Siswa ketika menggunakan media pembelajaran berupa film kartun pada mata pelajaran ekonomi, mempelajarinya secara mandiri sehingga mengkontruksikan pengetahuan dari film tersebut, mereka telah melakukan pembelajaran dengan

pendekatan kontruktivisme. Pembentukan pengetahuan menurut konstruktivistik memandang subjek aktif menciptakan struktur-struktur kognitif dalam interaksinya dengan lingkungan, dengan bantuan struktur kognitif ini, subjek penyusunan pengertian relaitasnya. Interaksi kognitif akan terjadi sejauh realitas tersebut disusun melalui struktur kognitif yang diciptakan oleh subjek itu sendiri. Struktur kognitif senantiasa harus diubah dan disesuaikan berdasarkan tuntutan lingkungan dan organisme yang sedang berubah. Proses penyesuaian diri terjadi secara terus menerus melalui proses rekontruksi.

Siswa memiliki kemampuan untuk mengkontruksi kembali pengetahuan yang telah dimiliki, sehingga pembelajaran kontruktivisme merupakan satu teknik pembelajaran yang melibatkan siswa untuk mendesain sendiri secara aktif pengetahuan dengan menggunakan pengetahuan yang telah ada dalam diri siswa masing-masing. Siswa akan mengkaitkan materi mata pelajaran baru dengan materi pelajaran lama yang telah ada.

Ahli teori belajar konstruktivisme memandang belajar sebagai hasil kontruksi dari mental. Siswa belajar dengan cara mencocokan informasi yang baru diterima bersama-sama dengan apa yang telah diketahui sebelumnya. Siswa akan dapat belajar dengan baik jika siswa mampu mengaktifkan konstruksi pemahaman mereka sendiri. Teori konstruktivisme adalah suatu pendapat yang menayatakan bahwa perkembangan kognitif merupakan suatu proses dimana anal secara aktif membangunsistem arti dan pemahaman realita melalui pengalamn dan interaksi mereka (Trianto, 2007: 27).

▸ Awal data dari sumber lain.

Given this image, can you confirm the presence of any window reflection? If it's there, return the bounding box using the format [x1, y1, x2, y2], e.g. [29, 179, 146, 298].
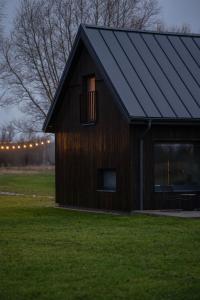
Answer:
[154, 143, 200, 191]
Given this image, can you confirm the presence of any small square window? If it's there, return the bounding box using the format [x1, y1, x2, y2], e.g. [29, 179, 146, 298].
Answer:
[98, 169, 116, 192]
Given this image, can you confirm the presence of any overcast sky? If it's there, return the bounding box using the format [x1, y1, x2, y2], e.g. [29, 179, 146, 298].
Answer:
[0, 0, 200, 124]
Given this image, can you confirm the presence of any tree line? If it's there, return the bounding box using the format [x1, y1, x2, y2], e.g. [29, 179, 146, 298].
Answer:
[0, 0, 189, 132]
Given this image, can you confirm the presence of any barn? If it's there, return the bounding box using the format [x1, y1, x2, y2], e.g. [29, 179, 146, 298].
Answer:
[44, 25, 200, 212]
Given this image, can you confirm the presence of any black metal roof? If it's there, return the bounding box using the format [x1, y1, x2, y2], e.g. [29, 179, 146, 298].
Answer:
[44, 25, 200, 129]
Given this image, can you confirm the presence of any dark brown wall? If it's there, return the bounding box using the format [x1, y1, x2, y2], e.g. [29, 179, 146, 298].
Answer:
[131, 125, 200, 209]
[56, 48, 131, 210]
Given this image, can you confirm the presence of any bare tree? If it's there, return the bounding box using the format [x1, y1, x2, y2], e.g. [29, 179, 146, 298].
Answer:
[0, 124, 15, 142]
[156, 21, 191, 33]
[0, 0, 159, 131]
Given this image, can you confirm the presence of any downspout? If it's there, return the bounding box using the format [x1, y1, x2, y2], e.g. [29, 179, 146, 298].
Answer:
[140, 119, 152, 210]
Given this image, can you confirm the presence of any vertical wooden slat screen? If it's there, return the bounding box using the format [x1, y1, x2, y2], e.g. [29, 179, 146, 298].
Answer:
[80, 91, 97, 123]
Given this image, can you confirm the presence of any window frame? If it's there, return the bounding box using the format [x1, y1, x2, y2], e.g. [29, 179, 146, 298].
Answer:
[96, 168, 117, 193]
[152, 139, 200, 193]
[79, 73, 98, 126]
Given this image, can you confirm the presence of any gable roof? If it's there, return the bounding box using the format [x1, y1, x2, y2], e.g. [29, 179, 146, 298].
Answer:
[44, 25, 200, 131]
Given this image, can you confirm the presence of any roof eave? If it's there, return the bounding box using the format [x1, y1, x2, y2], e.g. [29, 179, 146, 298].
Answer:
[42, 25, 83, 132]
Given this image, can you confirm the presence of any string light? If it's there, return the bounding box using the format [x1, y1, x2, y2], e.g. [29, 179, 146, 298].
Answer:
[0, 139, 51, 150]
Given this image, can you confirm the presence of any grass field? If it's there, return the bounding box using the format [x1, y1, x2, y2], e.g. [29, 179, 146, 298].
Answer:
[0, 172, 200, 300]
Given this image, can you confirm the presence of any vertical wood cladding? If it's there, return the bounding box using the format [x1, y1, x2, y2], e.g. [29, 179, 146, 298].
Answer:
[131, 125, 200, 209]
[56, 47, 131, 211]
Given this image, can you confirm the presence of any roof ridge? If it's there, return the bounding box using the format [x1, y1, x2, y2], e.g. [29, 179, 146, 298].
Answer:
[81, 24, 200, 38]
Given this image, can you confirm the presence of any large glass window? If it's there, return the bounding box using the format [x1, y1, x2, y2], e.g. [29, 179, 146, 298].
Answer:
[154, 143, 200, 192]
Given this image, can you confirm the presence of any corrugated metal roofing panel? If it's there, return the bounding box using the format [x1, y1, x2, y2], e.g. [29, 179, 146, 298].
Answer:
[126, 33, 190, 118]
[86, 28, 147, 117]
[115, 31, 175, 118]
[44, 25, 200, 128]
[143, 34, 200, 118]
[100, 30, 161, 117]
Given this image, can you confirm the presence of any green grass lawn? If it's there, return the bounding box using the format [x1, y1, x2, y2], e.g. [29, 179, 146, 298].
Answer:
[0, 171, 55, 196]
[0, 170, 200, 300]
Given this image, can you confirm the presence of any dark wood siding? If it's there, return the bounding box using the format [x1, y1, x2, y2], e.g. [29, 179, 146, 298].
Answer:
[55, 47, 131, 211]
[131, 125, 200, 209]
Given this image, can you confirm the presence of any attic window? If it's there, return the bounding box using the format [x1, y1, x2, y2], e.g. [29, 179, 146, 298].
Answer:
[80, 75, 97, 124]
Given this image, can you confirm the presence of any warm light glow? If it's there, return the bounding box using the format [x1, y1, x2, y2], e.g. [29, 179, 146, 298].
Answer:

Guru di dalam proses pembelajaran tidak memberikan pengetahuan yang udah jadi, tetapi hanya berupa permasalahan dan rasangan untuk dibangun sendiri oleh siswa. Guru sebagai fasilitator dan motivator hanya memberi arahan dan fasilitas

agar siswa dapat menemukan pengetahuannya melalui pengalaman dengan berinteraksi bersama teman-temannya. Berdasarkan pendapat-pendapat tersebut dapat disimpulkan bahwa teori belajar konstruktivisme menghendaki pengetahuan dibentuk sendiri oleh peserta didik. Peserta didik harus aktif secara mental membangun struktur pengetahuannya berdasarkan kematangan kognitif yang dimilikinya untuk memperoleh pengetahuannya. Untuk itu perlu disediakan sarana belajar seperti bahan ajar, media pembelajaran, alat-alat, dan fasilitas lainnya, apabila dikaitkan dengan media film kartun, pendekatan kontruktivisme ini relevan pada proses belajar mandiri peserta didik menggunakan media film kartun tersebut.